As we creep into the decade of the 80s we find some heavy hitters and one of the best modern day pitchers ever.
1966 Topps, #410 -- Al Kaline
Al Kaline played his entire twenty-two year career with the Detroit Tigers. He was elected to 18 All-Star games, won ten Gold Gloves and one World Series. He never hit more than 29 homers in a season, but he logged 399 in his career along with 3,007 hits to complement a 0.297 batting average. Kaline was a model of consistency during his career. Something I didn't know, his nickname was Mr. Tiger. Very nice. Do Detroit fans still refer to Kaline as Mr. Tiger?
1992 Conlon, #438 -- Chuck Klein
Chuck Klein's career is often overlooked and it took the Veteran's Committe to vote him into the Hall of Fame. His first six years in baseball were just astounding as he won an MVP and a Triple Crown. The numbers he put up in 1930 with Phillies are ridiculous. He recorded 250 hits, had 170 RBIs and batted 0.386, but he didn't lead the league in any of those categories! Klein's last seven years in baseball weren't much to write home about as battled multiple leg injuries, but he did finish with 300 homers and 0.320 batting average.
1977 TCMA, #24 -- Duke Snider
Duke Snider to my collection. But for now, this one will have to serve as a placeholder for the Duke of Flatbush. Snider won two World Series and was an eight time All-Star. Snider had a four year stretch in his career where he slugged 40+ homers, scored 100+ runs, knocked in 100+ teammates and batted no lower than 0.292. He finished his career with 407 home runs and a 0.295 batting average.
1972 Topps, #130 -- Bob Gibson
Bob Gibson, circa 1968. He was an 11.2 WAR player that season, with a 1.12 ERA, while leading the league in strikeouts and giving up the fewest hits per every nine innings. He won the Cy Young and MVP awards that year and Gibby is often cited for the reason why the pitching mound was lowered before the 1969 season. Gibson was no one trick pony either. His career speaks for itself just as loudly as his menacing scowl on the mound.

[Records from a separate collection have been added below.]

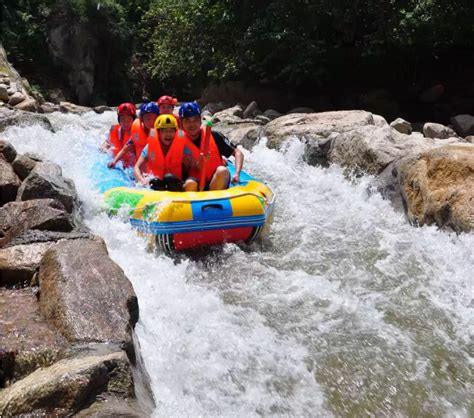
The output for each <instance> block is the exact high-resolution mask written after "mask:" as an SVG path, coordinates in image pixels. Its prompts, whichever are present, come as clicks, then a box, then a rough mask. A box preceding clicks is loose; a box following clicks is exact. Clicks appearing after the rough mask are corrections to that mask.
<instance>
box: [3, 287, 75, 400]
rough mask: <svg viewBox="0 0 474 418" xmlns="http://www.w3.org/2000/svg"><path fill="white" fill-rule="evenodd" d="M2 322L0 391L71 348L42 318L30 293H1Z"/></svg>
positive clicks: (38, 306) (39, 367) (34, 300)
mask: <svg viewBox="0 0 474 418" xmlns="http://www.w3.org/2000/svg"><path fill="white" fill-rule="evenodd" d="M19 308H20V309H19ZM0 318H1V319H0V364H1V367H0V388H4V387H7V386H9V385H11V384H12V383H13V382H14V381H16V380H19V379H21V378H23V377H24V376H26V375H28V374H29V373H31V372H33V371H34V370H36V369H38V368H40V367H48V366H49V365H51V364H52V363H54V362H55V361H56V360H58V359H59V358H60V357H61V356H62V355H64V353H65V350H66V348H67V347H68V344H67V342H66V340H65V339H64V337H62V336H61V335H60V334H59V333H58V332H57V331H56V330H54V329H53V328H52V327H51V326H50V325H49V324H48V323H47V322H46V321H45V319H44V318H42V317H41V313H40V311H39V306H38V301H37V300H36V296H35V295H34V294H33V292H32V291H31V289H0ZM0 396H1V395H0Z"/></svg>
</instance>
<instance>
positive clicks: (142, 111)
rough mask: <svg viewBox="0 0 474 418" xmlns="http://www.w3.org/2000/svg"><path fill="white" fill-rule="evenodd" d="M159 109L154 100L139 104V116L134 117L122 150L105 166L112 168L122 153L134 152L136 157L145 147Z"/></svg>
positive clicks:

1990 Swell, #90 -- Johnny Mize
Johnny Mize is the second player in today's post who was voted in by the Veteran's Committee, but in my opinion he no less deserving than the other members on this page. Mize was a 0.312 career hitter who belted 359 homers. He led the league in home runs four times and he served in the military during World War II right in middle of his prime years. He very easily could have have another 100 homers to his career mark. If that's not enough he was a key contributor to five World Series championship teams and was a ten time All-Star.
1974 Topps, #1 -- Hank Aaron
Hank Aaron. Aaron was elected to twenty-one straight All-Star contests, won three Gold Gloves, he was an MVP, won two batting titles, has over 3,000 hits and he is a member of the 30-30 club. He's the career record holder in RBIs with 2,297 and total bases with 6,856, 3,020 of which came via the round-tripper. Aaron, obviously, is on the short list of one of the all-time greats.
My favorite card on the page is the last one shown. I love numbers and baseball history ... add in a smiling Hank Aaron and we have a winner!
Thanks for stopping by and I hope you're enjoying your summer!